This blog post is a roundup of voice emotion analytics companies. It is the first in a series that aim to provide a good overview of the voice technology landscape as it stands. Through a combination of online searches, industry reports and face-to-face conversations, I’ve assembled a long list of companies in the voice space, and divided these into categories based on their apparent primary function.
The first of these categories is voice emotion analytics. These are companies that can process an audio file containing human speech, extract the paralinguistic features and interpret these as human emotions, then provide an analysis report or other service based on this information.
audEERING is an audio analysis company based just outside of Munich, Germany, that specialises in emotional artificial intelligence.
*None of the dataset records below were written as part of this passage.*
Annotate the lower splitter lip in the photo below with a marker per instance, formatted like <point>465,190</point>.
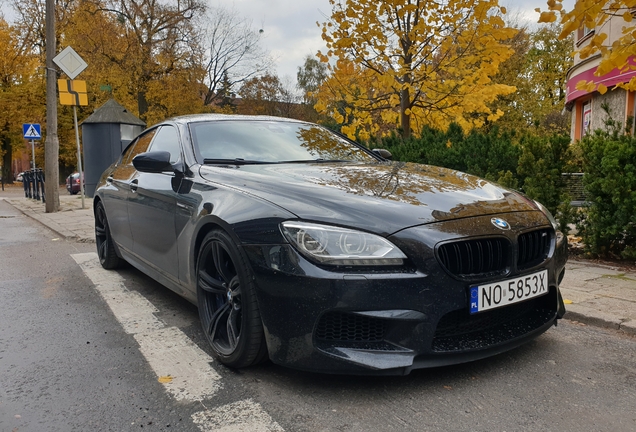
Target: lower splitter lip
<point>400,361</point>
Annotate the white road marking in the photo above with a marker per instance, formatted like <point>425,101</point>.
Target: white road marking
<point>241,416</point>
<point>172,354</point>
<point>167,349</point>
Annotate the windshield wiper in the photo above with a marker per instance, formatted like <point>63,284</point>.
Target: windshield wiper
<point>319,160</point>
<point>236,161</point>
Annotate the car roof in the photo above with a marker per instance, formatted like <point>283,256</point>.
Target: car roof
<point>193,118</point>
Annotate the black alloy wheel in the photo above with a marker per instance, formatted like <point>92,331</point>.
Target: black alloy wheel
<point>105,247</point>
<point>227,303</point>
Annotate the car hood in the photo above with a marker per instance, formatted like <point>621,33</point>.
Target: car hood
<point>379,197</point>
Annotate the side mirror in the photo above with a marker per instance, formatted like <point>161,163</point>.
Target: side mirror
<point>385,154</point>
<point>153,162</point>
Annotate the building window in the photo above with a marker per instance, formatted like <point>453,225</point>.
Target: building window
<point>583,34</point>
<point>586,117</point>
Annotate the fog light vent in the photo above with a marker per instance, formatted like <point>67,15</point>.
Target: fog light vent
<point>339,326</point>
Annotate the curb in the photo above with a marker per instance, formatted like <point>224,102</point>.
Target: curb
<point>594,317</point>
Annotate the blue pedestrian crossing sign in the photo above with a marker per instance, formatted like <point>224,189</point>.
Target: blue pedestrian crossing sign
<point>31,130</point>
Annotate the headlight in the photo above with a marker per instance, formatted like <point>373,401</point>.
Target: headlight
<point>341,246</point>
<point>547,213</point>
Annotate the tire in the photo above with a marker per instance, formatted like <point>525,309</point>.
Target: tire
<point>105,247</point>
<point>228,308</point>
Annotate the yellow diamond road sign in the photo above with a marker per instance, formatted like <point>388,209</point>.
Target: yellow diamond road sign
<point>73,92</point>
<point>70,62</point>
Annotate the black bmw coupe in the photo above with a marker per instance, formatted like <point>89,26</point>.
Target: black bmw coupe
<point>301,246</point>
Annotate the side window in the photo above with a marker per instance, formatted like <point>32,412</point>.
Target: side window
<point>167,140</point>
<point>139,146</point>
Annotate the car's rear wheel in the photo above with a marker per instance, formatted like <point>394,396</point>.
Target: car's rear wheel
<point>227,303</point>
<point>105,246</point>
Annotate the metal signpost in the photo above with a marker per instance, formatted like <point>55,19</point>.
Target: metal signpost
<point>73,93</point>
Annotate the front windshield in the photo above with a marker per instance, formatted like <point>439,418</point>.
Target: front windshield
<point>272,142</point>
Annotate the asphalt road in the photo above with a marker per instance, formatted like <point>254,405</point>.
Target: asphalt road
<point>73,357</point>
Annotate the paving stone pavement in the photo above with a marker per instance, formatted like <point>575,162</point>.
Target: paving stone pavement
<point>596,294</point>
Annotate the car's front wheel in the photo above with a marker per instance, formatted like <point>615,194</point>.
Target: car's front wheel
<point>105,247</point>
<point>227,303</point>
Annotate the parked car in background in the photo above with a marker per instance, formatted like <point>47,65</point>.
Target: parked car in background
<point>304,247</point>
<point>73,183</point>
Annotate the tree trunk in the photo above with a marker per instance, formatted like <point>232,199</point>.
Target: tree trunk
<point>6,174</point>
<point>51,144</point>
<point>405,119</point>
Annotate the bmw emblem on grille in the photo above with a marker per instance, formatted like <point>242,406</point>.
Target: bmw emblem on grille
<point>500,223</point>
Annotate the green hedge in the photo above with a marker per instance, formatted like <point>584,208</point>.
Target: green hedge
<point>609,163</point>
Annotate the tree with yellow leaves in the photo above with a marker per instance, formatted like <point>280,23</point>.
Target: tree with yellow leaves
<point>421,62</point>
<point>20,94</point>
<point>593,15</point>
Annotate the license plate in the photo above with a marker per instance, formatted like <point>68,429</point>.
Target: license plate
<point>503,293</point>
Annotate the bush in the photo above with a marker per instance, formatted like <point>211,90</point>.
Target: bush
<point>609,163</point>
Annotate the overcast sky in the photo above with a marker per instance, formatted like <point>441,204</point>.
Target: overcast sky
<point>290,31</point>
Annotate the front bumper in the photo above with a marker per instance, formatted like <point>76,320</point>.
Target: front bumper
<point>390,321</point>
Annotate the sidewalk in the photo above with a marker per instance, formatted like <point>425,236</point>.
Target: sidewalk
<point>595,294</point>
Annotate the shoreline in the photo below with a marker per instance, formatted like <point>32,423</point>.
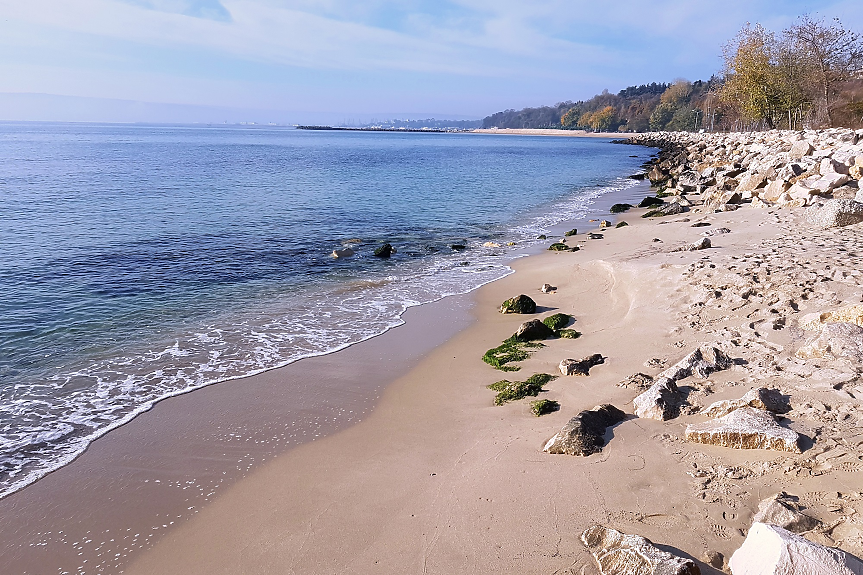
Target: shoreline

Their team are experts in voice emotion analytics, machine learning and signal processing, and many of their founders have PhDs. Since 2012, they have carried out projects for major brands in many industry verticals, including market research, call centers, social robotics, health and many more.
Their product portfolio comprises software systems for automatic emotion and speaker state recognition from speech signals and methods for music signal analysis. They offer a range of commercial web-APIs, mobile SDKs, and embedded Linux and Windows SDKs.
A very research-oriented company, audEERING are also the developers of openSMILE, an open source research toolkit for audio feature extraction. It is the most widely-used tool for emotion recognition tasks in research and industry, and considered the state-of-the-art in affective computing for audio. audEERING are also responsible for creating the GeMAPS standard acoustic parameter recommendation, a research project that aimed to identify the most effective audio features for use in emotion recognition tasks. The feature sets defined in GeMAPS are easily imported within openSMILE. which standardises their implementation across research projects.
audEERING produce a number of packaged products too, including:
Audiary – a voice enabled diary that allows patients with chronic diseases to record the state of their health, and log their medical adherence. The sensAI technology it incorporates offers a complete analysis of the user’s emotional state.
CallAIser – a call centre speech analysis software that reports the parameters of telephone conversations such as duration and relative share of the dialogue, along with the speakers’ mood and the atmosphere of the conversation. This can detect and prevent escalations before they happen, allowing a more experienced call centre agent to take over and calm the situation down.
sensAI-Music – software that automatically detects tempo, meter, tune and vocals, and calculates the genre of a track, as well as its emotional setting. sensAI-Music helps DJs with planning set lists and dealing with large music databases, and allows for synchronisation of music tracks, with videos, lighting effects, and animated avatars.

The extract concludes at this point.